1306 Quincy Street  |  Altoona, KS  |  (620) 568-2900

Deep fried prairie oysters are not for the faint of heart...”ya gotta be nuts to eat them.”

Monkey Island—Home of America's First Space Monkey

Ralph Mitchell Zoo  |  Oak & Park Street  |  Independence, KS

Built in the 30s as a WPA project at zoos across the U.S. , “monkey islands” were islands surrounded by ponds that kept the primates without an escape route and close to the visitors.  Independence, Kansas’s Ralph Mitchell Zoo became home to Miss Able, a rhesus monkey, “the first non-communist primate to travel into outer space.”  

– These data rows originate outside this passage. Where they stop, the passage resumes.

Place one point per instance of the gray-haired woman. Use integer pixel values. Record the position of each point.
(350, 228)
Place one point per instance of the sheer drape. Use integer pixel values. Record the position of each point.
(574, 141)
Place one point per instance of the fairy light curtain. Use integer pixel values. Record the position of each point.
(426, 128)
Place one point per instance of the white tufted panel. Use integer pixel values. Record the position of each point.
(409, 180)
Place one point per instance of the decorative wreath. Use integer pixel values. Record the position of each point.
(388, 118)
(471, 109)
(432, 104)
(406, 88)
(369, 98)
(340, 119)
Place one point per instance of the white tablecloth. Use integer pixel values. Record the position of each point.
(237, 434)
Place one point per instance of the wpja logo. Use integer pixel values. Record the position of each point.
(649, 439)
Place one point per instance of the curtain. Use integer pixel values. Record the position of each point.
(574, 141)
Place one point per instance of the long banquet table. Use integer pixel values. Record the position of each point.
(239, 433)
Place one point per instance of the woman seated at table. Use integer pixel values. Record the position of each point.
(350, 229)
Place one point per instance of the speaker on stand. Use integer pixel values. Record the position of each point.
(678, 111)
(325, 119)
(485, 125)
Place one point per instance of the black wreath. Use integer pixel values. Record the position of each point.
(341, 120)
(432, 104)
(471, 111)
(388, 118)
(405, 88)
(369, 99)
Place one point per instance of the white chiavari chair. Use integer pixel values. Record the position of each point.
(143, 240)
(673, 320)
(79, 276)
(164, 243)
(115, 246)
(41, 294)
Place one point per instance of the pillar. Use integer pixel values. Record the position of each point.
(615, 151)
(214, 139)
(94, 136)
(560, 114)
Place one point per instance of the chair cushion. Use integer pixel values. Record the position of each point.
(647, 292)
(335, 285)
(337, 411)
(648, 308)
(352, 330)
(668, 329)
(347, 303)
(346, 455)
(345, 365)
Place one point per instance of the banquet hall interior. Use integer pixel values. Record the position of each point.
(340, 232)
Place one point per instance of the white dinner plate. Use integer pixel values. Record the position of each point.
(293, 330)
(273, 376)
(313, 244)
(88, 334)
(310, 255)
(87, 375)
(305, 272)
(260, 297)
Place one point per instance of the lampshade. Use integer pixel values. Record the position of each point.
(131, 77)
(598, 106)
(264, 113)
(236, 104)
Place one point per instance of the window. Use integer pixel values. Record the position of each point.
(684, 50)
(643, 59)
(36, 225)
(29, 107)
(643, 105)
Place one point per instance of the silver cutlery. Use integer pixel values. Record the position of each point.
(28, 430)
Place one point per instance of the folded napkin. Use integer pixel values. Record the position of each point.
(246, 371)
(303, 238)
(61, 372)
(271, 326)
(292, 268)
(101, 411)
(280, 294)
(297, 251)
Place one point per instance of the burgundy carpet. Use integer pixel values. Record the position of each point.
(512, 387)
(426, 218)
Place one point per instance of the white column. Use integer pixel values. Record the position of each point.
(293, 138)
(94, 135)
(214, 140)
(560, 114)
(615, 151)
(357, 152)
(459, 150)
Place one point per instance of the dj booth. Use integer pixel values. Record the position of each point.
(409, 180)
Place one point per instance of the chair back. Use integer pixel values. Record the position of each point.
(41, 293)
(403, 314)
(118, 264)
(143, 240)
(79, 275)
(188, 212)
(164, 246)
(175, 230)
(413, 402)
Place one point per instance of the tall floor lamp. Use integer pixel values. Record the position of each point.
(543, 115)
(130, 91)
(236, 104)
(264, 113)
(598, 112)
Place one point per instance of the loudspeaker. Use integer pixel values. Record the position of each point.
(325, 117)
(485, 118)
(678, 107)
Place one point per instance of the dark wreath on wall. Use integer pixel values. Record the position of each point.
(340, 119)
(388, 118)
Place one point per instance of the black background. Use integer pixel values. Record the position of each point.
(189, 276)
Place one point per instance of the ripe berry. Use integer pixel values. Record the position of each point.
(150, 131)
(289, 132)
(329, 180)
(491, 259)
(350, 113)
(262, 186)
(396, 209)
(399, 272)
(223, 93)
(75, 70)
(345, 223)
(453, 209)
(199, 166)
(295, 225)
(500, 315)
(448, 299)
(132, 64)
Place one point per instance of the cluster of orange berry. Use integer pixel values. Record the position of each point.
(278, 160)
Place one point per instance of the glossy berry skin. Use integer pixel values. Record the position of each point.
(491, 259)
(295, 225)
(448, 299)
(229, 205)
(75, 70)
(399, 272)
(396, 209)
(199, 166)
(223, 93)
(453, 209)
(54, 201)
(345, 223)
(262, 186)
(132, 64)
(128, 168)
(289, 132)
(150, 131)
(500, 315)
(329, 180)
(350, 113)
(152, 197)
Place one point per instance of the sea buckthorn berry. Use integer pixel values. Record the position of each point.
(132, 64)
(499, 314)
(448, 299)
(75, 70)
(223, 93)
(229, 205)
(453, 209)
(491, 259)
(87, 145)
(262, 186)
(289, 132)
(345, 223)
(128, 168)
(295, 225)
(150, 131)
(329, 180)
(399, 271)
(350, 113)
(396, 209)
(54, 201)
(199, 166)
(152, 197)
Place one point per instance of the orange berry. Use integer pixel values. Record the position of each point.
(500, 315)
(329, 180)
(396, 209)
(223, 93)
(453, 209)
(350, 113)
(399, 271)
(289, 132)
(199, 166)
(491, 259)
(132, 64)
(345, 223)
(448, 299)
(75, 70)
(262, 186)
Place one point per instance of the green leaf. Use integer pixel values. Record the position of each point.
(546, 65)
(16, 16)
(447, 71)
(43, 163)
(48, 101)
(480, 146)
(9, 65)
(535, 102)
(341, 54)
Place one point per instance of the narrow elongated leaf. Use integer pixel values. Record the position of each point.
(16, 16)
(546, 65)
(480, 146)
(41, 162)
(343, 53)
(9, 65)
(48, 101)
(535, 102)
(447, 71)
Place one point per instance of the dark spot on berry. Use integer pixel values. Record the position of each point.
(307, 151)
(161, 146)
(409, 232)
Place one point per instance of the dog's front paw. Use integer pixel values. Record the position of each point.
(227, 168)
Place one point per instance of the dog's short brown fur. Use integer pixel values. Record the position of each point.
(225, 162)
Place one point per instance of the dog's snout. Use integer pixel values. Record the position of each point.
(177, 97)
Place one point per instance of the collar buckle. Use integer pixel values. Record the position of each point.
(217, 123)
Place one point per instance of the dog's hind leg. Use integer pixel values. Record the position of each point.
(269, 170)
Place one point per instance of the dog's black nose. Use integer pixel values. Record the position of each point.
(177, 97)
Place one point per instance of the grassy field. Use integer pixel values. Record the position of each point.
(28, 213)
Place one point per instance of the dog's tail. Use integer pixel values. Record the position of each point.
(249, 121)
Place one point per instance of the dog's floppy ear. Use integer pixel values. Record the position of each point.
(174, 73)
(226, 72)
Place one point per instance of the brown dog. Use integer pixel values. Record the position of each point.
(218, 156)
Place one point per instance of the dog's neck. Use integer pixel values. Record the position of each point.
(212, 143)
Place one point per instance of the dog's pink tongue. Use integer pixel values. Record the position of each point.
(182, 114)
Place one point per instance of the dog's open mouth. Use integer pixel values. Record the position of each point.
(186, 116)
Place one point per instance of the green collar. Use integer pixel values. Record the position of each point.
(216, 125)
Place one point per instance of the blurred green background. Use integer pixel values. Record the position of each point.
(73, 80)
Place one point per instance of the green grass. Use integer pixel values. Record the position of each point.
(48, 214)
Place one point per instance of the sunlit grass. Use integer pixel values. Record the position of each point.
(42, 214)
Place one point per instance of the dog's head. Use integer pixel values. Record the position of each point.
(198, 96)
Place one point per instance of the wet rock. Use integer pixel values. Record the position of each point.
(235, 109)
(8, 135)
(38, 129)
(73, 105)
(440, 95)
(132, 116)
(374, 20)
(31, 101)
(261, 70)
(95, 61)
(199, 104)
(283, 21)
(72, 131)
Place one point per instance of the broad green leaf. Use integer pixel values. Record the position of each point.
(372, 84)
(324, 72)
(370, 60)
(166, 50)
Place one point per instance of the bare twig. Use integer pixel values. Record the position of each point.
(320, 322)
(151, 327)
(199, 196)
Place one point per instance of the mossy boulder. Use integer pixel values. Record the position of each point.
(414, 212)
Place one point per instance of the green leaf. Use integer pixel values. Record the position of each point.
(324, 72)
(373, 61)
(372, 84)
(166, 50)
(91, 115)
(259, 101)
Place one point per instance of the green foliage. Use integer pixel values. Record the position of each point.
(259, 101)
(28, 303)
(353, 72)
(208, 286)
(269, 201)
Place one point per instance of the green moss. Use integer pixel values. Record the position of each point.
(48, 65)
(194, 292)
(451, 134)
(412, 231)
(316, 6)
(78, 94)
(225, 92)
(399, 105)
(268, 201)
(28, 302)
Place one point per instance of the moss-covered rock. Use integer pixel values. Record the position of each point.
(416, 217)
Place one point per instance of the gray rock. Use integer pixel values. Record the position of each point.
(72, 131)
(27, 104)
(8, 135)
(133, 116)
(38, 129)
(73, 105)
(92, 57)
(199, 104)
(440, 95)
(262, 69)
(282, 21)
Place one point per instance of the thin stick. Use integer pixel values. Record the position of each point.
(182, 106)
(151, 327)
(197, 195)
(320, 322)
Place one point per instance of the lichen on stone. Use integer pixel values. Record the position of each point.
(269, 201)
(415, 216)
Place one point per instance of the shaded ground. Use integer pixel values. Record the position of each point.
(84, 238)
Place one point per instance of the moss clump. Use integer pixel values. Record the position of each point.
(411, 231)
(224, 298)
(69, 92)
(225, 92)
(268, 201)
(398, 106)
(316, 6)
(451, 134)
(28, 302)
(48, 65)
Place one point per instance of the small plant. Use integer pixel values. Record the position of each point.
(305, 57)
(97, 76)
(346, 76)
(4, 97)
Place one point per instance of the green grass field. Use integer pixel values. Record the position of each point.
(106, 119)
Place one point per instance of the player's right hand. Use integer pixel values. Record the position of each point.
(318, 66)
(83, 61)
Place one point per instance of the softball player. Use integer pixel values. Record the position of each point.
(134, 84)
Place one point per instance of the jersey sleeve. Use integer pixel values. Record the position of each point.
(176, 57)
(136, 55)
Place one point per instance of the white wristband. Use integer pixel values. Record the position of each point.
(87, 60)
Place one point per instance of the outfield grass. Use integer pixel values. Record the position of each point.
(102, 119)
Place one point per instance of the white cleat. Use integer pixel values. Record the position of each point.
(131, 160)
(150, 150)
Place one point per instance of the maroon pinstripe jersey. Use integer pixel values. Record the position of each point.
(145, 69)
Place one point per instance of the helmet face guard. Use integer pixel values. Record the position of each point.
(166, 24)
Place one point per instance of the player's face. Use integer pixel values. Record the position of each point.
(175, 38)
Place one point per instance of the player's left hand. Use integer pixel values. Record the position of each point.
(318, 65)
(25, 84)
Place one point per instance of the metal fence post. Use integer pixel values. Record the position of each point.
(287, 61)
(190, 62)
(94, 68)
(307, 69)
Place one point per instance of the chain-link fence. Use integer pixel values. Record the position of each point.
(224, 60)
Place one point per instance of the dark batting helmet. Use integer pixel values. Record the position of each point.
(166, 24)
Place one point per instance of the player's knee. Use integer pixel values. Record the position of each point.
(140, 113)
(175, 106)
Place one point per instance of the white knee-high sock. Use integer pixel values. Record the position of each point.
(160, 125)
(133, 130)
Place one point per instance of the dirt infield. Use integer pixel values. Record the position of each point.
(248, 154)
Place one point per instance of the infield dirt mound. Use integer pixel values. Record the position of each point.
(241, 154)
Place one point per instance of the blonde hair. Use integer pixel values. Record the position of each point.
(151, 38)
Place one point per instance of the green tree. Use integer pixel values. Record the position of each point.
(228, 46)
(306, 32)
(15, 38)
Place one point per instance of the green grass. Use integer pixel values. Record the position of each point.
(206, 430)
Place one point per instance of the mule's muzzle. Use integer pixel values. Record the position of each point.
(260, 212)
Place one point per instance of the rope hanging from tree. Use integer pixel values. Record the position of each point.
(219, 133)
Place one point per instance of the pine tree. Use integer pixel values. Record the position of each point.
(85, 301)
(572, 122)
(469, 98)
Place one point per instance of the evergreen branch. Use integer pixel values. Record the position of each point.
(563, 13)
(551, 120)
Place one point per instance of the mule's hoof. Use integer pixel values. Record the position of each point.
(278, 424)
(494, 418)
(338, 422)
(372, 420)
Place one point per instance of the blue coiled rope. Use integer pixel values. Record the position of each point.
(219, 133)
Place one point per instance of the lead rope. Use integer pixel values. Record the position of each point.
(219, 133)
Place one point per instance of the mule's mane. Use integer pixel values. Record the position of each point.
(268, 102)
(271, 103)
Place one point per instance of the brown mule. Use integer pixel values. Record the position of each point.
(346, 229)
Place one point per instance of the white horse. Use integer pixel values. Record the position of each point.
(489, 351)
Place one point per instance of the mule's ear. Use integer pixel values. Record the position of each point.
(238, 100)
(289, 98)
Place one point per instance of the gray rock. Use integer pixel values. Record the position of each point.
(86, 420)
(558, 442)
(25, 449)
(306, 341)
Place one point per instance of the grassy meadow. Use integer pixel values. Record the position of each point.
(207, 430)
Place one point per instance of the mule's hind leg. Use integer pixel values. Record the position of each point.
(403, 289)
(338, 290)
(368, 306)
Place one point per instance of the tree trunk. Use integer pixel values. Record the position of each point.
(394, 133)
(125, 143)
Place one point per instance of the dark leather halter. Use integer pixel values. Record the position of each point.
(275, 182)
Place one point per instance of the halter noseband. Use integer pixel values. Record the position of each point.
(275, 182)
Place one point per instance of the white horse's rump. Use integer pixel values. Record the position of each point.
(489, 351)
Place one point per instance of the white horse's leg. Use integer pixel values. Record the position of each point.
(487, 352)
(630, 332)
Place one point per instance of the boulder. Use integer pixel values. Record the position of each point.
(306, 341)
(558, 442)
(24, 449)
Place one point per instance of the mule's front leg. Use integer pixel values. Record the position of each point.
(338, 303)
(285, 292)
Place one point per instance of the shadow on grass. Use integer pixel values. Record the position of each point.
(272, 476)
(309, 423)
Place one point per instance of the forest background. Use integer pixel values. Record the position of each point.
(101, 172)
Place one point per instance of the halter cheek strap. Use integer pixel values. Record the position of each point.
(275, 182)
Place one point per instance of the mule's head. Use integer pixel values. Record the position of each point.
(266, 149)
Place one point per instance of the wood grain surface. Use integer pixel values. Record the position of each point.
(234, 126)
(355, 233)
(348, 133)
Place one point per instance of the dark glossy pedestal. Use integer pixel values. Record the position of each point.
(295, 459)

Old Frisco Wooden Water Tower  |  Beaumont, KS

Nestled in the Flint Hills, Beaumont was a cattle town and an important point on the Frisco railroad line.   Still standing near a grass airstrip, is the last remaining Frisco-built wooden water tower in the U.S. (think “Petticoat Junction.”) We arrived at sunset as the parachuted motorized aircraft began returning for the evening.  It was a momentarily surreal experience to see the once-aloft dune buugy-like vehicles drive past us and stop at the sole stop sign, before heading on to the Beaumont Hotel.

The Underground Tunnels

Santa Fe and Main  |  Ellinwood, KS

Back in 1887, Ellinwood was a German-Austrian settled town of the wild west.  The folk built the town with it’s underground passageways, initially for coal storage and later for a wide variety of businesses —  a dentist, brewery, house of ill-repute, etc.  These underground businesses, especially the saloons, became quite prosperous during the 30s and Kansas-born Carrie Nation’s prohibition fever.  Some of the tunnel businesses have been restored and you can still visit some of these businesses, as we did.